2011年3月11日にアメリカで販売開始されたAppleのiPad 2。販売直後の週末には販売台数が100万台を越えたとの調査もあり、その人気は急騰しているようだ。3月25日にはヨーロッパなど24カ国での販売が追加され、4月には香港やシンガポールなどアジアにも販路が広がる。なお東日本大震災の影響により日本での販売は当初の3月25日から延期された。震災の被害にあわれた方々が一刻も早く、日常生活を取り戻せるようになることを心からお祈りしたい。

店舗に入るだけでも行列ができているニューヨーク、五番街のAppleストア

iPadもiPad 2も一部の国を除きSIMロックが無い状態で販売されている。ロック無しの場合、通信事業者によるiPadの本体割引は無いが契約も不要で単体購入が可能だ。そのため各国のAppleストアには海外からの購入客も集まっている。またロックがないことから購入後のiPad 2を転売することも容易だ。世界最大のオークションサイト、eBayを見てみればiPad 2が大量に出品されている。だが転売はオークション等の個人レベルだけではなく、業者による大量販売も行われている。それが最も盛んなのはアジア市場だ。

特に香港では最新製品に興味を持つ消費者が多く、元からSIMロックフリーの市場であるため「人気の製品は高い」ということが当たり前のように受け入れられている。端末の人気は値段ではなく端末の魅力そのものに集まるのだ。入荷数の少ない製品は現地の正規販売品でも平気で高値で転売されており、iPhone 4ですら正規代理店の家電店でアクセサリをバンドルし定価の2-3割り増しで販売されている。

自宅に届いたiPhone 4を輸入品販売ショップに持ち込み転売している客。香港では当たり前の光景。茶色い箱はiPhoneの入った梱包箱

日本ならば転売は不道徳であり、価格が高いものを買うのは後ろめたいという印象があるだろうが、香港では価格というものは市場の需要によって変動し、転売は日常茶飯事だ。iPad 2もアメリカ発売の翌々日には香港で輸入品が登場し、10万円以上という高値でも完売したという。購入客は香港人だけではなく、中国大陸からの富裕層やタイなどからのバイヤーも多かったとのこと。香港は多くの商品の輸入関税もなく消費税も無いことから輸入品の出し入れも行いやすい。

このあたりの状況は、初代iPadがアメリカでの販売直後から香港で普通に輸入販売されたことを以前書いた時と全く同じ状況だ。

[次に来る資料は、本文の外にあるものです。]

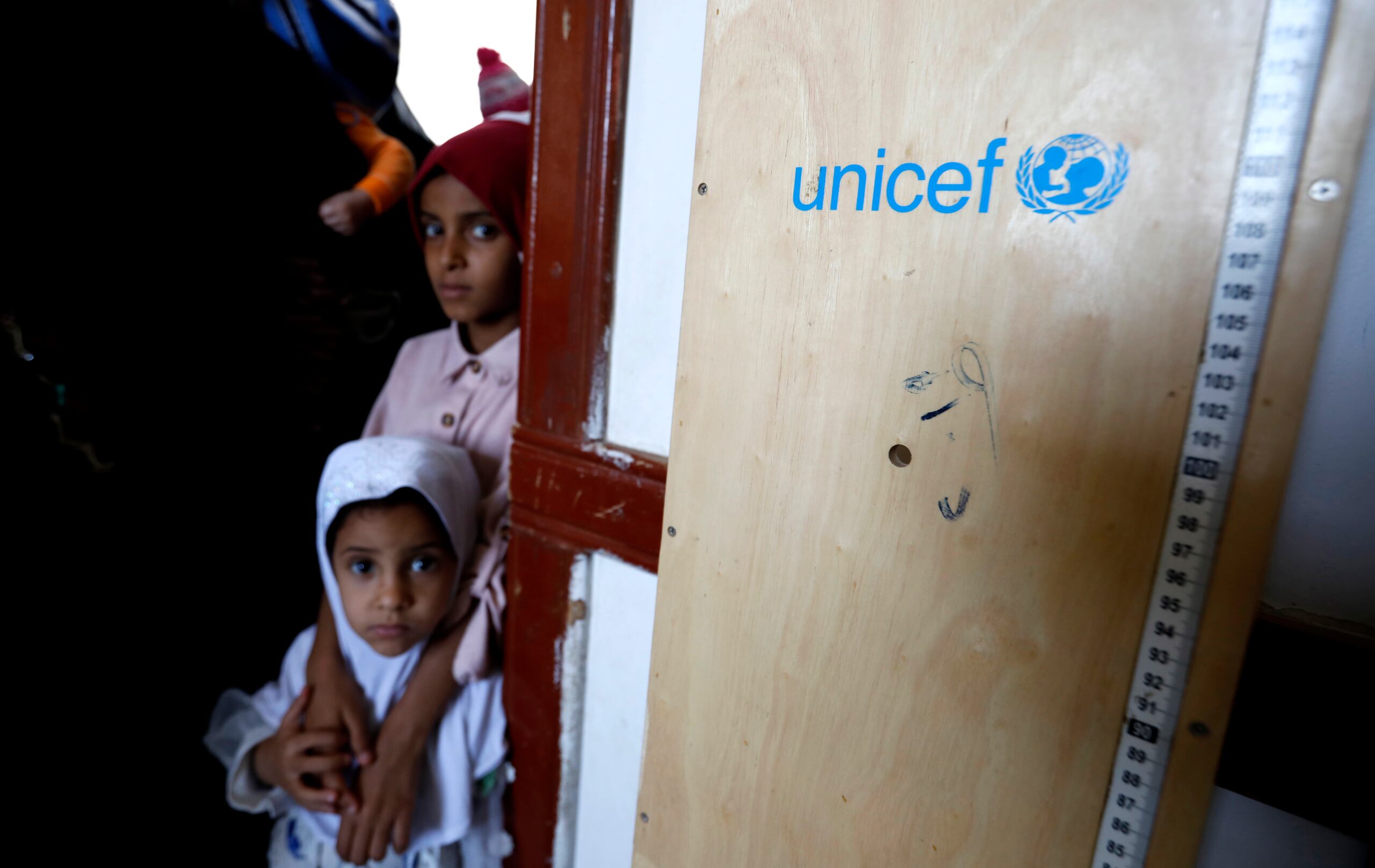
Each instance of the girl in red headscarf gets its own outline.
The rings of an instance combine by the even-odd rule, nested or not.
[[[320,781],[337,794],[342,813],[338,854],[358,864],[382,858],[388,845],[406,850],[429,732],[462,686],[490,670],[500,644],[529,154],[528,124],[502,109],[430,151],[411,183],[411,220],[451,325],[406,341],[363,431],[468,451],[483,492],[481,528],[468,558],[473,568],[375,744],[327,603],[307,664],[314,688],[307,726],[346,730],[362,766],[352,791],[338,774]],[[503,714],[499,699],[491,714]]]

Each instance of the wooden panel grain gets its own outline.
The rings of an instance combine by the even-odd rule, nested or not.
[[[710,4],[638,867],[1088,864],[1262,15]],[[1052,223],[1074,132],[1130,176]]]

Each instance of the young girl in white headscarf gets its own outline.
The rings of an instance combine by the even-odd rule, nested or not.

4月になっても香港の輸入品端末販売ショップにはiPad 2が豊富に入荷している。アメリカ版が品薄になったと思えば、オーストラリアやイギリスからの製品が代わりに入ってきているのだ。価格は在庫の量によって毎日変わるなど、生鮮食料品のような値動きを見せている。また1日の中でもお昼と夜とで価格を変えている店もあるなど「買いどき」がいつなのかを見極めるのも難しい。

並行品ショップに並ぶiPad 2の箱の山

ではこれらのiPad 2はどうやって香港に入ってくるのだろう。基本的には現地の業者が大量に買いつけ、それを香港などに転売している。しかも需要に供給が追いつかないため、Appleストアに並んで当日購入しそれをそのまま転売する業者も多い。そしてその列に並ぶのは代理人たちだ。これは日本でもゲーム機の新製品販売の際に見られることではある。

しかしニューヨーク、ソーホーにある落ち着いた雰囲気の建物にはいったAppleストアの周りを、夕方ともなるとアジア系の「並び屋」がずらりと囲む光景は異様な雰囲気だ。うつむいたままじっと地面を見つめる人、談義しながら軽食片手に騒がしい連中、いずれもiPad 2を購入する客には見えない。翌朝8時の開店時間にはその日に入荷したiPad 2がこれらの並び屋や代理人に全て買い占められてしまい、本来買いたいと思う地元の客には行き渡らないという異常な状況になっている。

ニューヨーク、ソーホーのAppleストアの周りに座る並び屋

転売が多いということはそれだけiPad 2の人気が高いということの裏づけでもある。だがアメリカで先行販売され他国では転売により高値で販売されるという状況は初代iPadから改善されていない。iPadは優れた製品ではあるものの、今後毎月のようにAndoridなど他陣営のタブレット端末が登場するようになれば、販売の遅れや国別の販売時期のずれはApple製品といえども客を奪われてしまう恐れもある。iPadは実質的にライバル不在だったが、iPad 2には強力なライバル製品がこれから多数登場してくる。iPad 2の供給体制が安定しなければ、今後の販売台数も順調に伸びない可能性もありうるだろう。